El problema se complicó hasta hacer de él una cuestión internacional, cuando el obispo Félix de Urgel asumió la defensa del adopcionismo y de su mantenedor, Elipando. Como la diócesis de Urgel estaba en la órbita de los francos, Carlomagno reunió un sínodo en Ratisbona, en 792, que condenó a Félix y al adopcionismo. Elipando reaccionó rápidamente y, en otro concilio celebrado en Toledo al año siguiente, condenó a Beato. Félix de Urgel, que se había retractado, vuelve entonces a defender sus opiniones con más ahínco. El emperador Carlomagno reunió otro concilio en Fránkfurt, que de nuevo condenó a Félix, haciendo que fuera encerrado en la cárcel. El propio pontífice León III unía, en el 799, su condena al adopcionismo a la de los obispos carolingios.
Su herejía, como tal, careció de importancia, ya que apenas sobrevivió a su creador, Elipando de Toledo. Pero supuso un golpe fatal para la iglesia mozárabe, que padeció el descrédito consiguiente. Los más beneficiados fueron, sin duda, los cristianos del reino de Asturias, quienes, gracias a este incidente y a la victoria moral de sus teólogos, consiguieron sacudirse la sumisión a que estaban obligados hacia Toledo, realizando su aspiración de ser ellos los directores no sólo de la restauración política de España, sino también de la religiosa.
La intervención de Carlomagno en el asunto había inclinado la cuestión del lado de los montañeses, y Alfonso II le mostró su agradecimiento intensificando, a partir de entonces, sus relaciones diplomáticas. El rey asturiano precisaba, además, su apoyo militar contra la amenaza de los musulmanes, y Carlomagno, que ya empezaba a soñar con la restauración del Imperio, veía con buenos ojos que su influencia se extendiera sobre los otros reinos cristianos de Occidente. No otra cosa que la existencia de estas buenas relaciones venía a significar el presente que Alfonso II le envió a Carlomagno cuando, en el 798, hizo una expedición hasta Lisboa, tomando en ella gran cantidad de botín.

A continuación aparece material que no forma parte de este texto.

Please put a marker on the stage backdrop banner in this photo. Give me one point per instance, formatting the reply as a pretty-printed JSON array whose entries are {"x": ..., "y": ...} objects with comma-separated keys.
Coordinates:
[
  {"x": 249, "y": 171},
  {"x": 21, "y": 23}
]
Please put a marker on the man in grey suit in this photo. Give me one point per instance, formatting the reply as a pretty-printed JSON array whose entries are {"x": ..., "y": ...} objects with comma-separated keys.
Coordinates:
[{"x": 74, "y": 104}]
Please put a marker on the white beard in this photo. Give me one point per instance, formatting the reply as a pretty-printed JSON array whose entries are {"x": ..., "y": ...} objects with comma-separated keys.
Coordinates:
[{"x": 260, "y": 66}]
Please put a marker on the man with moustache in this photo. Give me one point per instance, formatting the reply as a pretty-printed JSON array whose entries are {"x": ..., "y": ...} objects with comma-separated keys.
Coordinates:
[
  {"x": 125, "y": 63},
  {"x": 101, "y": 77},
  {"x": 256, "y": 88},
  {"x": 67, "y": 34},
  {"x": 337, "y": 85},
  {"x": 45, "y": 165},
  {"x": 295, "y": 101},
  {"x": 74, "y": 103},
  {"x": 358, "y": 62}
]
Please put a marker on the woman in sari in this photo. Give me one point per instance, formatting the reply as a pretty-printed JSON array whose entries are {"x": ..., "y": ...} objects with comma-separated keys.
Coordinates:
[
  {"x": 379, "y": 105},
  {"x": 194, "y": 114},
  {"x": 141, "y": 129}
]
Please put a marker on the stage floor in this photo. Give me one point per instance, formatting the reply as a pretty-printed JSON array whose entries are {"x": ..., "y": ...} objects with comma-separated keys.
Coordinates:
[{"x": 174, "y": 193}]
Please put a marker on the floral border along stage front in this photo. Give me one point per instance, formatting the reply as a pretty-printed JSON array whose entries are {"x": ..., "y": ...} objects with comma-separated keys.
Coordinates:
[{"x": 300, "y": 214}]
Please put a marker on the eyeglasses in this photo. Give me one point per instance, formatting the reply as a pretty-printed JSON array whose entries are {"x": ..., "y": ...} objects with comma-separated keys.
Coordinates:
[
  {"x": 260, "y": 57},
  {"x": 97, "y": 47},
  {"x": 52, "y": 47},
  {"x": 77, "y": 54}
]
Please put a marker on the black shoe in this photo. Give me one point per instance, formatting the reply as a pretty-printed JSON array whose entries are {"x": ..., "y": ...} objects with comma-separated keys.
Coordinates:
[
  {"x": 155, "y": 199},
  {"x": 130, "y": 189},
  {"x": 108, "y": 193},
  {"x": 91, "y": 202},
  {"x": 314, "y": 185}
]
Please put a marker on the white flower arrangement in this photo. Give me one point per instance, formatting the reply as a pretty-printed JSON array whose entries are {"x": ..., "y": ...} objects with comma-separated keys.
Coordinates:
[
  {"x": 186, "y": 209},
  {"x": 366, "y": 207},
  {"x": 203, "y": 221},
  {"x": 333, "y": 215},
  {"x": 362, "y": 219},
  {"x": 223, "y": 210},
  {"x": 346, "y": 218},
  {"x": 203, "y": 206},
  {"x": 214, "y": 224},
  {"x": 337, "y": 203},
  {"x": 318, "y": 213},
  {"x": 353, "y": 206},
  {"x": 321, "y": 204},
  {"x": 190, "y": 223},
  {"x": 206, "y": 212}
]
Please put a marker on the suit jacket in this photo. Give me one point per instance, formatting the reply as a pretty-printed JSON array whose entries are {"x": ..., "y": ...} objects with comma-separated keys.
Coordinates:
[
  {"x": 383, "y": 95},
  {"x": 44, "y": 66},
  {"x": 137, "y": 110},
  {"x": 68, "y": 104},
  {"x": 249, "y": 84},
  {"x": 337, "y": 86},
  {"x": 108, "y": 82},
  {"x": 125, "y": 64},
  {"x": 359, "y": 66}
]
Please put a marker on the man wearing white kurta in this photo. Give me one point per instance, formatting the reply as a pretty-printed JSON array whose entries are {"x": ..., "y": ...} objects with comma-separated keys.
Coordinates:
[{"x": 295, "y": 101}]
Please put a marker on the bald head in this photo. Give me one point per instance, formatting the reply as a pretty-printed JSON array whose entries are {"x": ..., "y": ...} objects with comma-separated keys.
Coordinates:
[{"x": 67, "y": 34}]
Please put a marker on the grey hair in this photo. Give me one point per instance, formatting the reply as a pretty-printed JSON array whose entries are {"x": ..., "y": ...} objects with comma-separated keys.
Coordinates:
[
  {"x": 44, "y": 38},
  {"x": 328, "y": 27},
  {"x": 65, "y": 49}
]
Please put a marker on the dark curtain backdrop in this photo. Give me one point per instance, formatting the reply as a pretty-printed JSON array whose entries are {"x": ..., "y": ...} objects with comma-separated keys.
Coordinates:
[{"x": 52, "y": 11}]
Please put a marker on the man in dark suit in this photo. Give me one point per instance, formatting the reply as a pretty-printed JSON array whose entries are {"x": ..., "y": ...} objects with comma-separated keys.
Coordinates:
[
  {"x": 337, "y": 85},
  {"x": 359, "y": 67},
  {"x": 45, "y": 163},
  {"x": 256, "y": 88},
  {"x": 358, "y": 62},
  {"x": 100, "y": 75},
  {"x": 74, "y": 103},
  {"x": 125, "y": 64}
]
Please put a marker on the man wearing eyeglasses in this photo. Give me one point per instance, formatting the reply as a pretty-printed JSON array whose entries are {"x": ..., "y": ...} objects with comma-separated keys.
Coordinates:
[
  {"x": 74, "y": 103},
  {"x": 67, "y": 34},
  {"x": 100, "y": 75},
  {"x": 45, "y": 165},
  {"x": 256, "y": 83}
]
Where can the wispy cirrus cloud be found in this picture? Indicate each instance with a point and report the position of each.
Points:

Pero la ingluencia de Carlomagno, que en la navidad del 800 ceñía en Roma la corona imperial resucitando el Sacro Imperio Germánico, no agradaba, al parecer, a todos los súbditos asturianos, algunos de los cuales provocaron, en el 802, un movimiento que, temporalmente, privó a Alfonso II del trono, yéndose a refugiar al monasterio de Ablaña, de donde le sacaron poco después sus fieles para colocarle nuevamente al frente del reino. Si en este sentido las relaciones con Francia produjeron contratiempos, en el terreno religioso la deuda iba a incrementarse con la aparición del culto a Santiago, cuyo primer impulso provino, según parece, de las tierras francesas.